Coast Train: A Library of Labeled Coastal Images to Train Machine Learning Models
Scientists who study coastal ecosystems and hazards such as hurricanes, flooding, and cliff failure collect lots of photographs of coastal environments from airplanes and drones. A large area can be surveyed at high resolution and low cost. Additionally, satellites such as Landsat have provided imagery of the Nation’s coastlines every few days for decades.
Scientist’s ability to understand coastal hazards would be greatly improved if this wealth of imagery could be ‘mined’ automatically by computers. We want to automate the process of identifying and labelling each region of the image from a set of categories (e.g. bare land, water, woody vegetation, herbaceous vegetation). We need to train a computer to recognize the same things that a human can and that will require a very large number of labeled images.
Why do we need Coast Train?
We define the information need met by Coast Train as:
- Pixel-level discrete classification of a variety of publicly available geospatial imagery that are commonly used for coastal and other Earth surface processes research.
- Statistics describing agreement that might be used to define uncertainty in labeled data. This uncertainty could be interpreted as the irreducible error
- A fully reproducible workflow, facilitating end-user-defined accuracy assessments and quality control procedures.
- An extensible and open dataset, that might be actively contributed to by others.
The coastlines of the world are spatially highly variable coupled-human-natural systems that comprise a nested hierarchy of component landforms, ecosystems, and human interventions, each interacting over a range of space and time scales. Understanding and predicting coastline dynamics necessitates frequent observation from imaging sensors on remote sensing platforms. Machine Learning models that carry out supervised (i.e. human-guided) pixel-based classification, or image segmentation, have transformative applications in spatio-temporal mapping of dynamic environments, including transient coastal landforms, sediments, habitats, waterbodies, and water flows. However, these models require large and well-documented training and testing datasets consisting of labeled imagery.
Coast Train provides researchers working in coastal environments (including but not limited to deltas, estuaries, barrier islands, salt marshes, developed and undeveloped coastlines including low energy and high energy coastal environments) with a training set that has until now been missing, allowing them to overcome a significant challenge to applying supervised and semi-supervised ML algorithms to the segmentation of high- and medium-resolution imagery. The library will allow us to train generic image segmentation models for satellite and high-resolution orthomosaics that will classify imagery into feature classes commonly used to categorize Earth surface composition (for example, water bodies, substrates, surficial geology, vegetation types, coastal infrastructure, development, and other landcover classes).
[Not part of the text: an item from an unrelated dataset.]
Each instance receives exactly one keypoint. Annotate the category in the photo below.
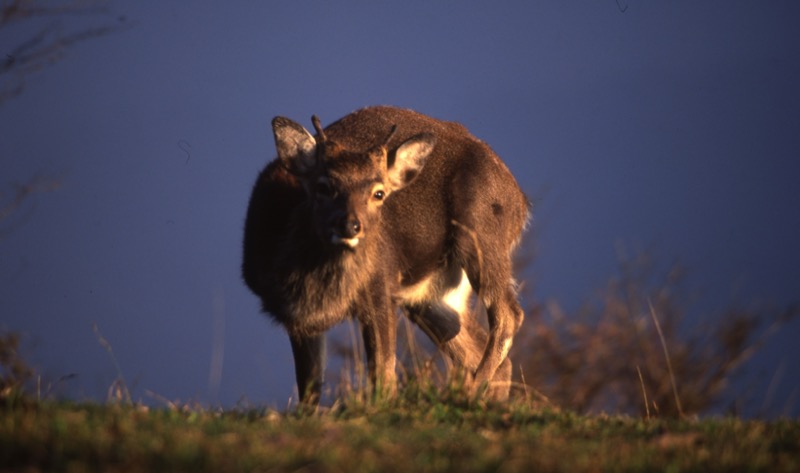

We anticipate that the datasets could be useful for training models for image segmentation of coastal and other natural environments. This labeled image library can be used either in their intended environments (i.e., the coastal waters of the conterminous United States) or used to train models that serve as starting points for training models for similar environments (e.g., other coastal regions, rivers, mountains, and lakes) with less data than would otherwise be needed — a concept known in ML as Transfer Learning.
Project Manifesto
For quantifying coastal change
Coast Train is for generating data (and models) for segmenting landscapes for the purposes of detecting and quantifying coastal change. By providing a means to segment imagery into broad classes, we are aware of the compromise between a) class specificity demanded by specific novel science objectives, and b) class generality demanded by the discipline as a whole. At study sites across CONUS, Coast Train will provide labeled data on a number of typical datasets and classes used and useful for coastal research.
For basic stand-alone information, and use in ML model cascades
Classes are necessarily specific to the dataset. We will try to overlapping class sets where possible, but the overarching goal is to generate a broad set of classes that can respond to the challenge over the compromise mentioned above. Broad classes can be used for different multi-use purposes.
A ML model cascade is a series of models where the outputs of one are the inputs to the next, for stepwise prediction. For image segmentation, it is often a process of elimination; narrow down the problem by removing all classes not of interest, which makes a subsequent model (perhaps for more detailed classes) more tractable.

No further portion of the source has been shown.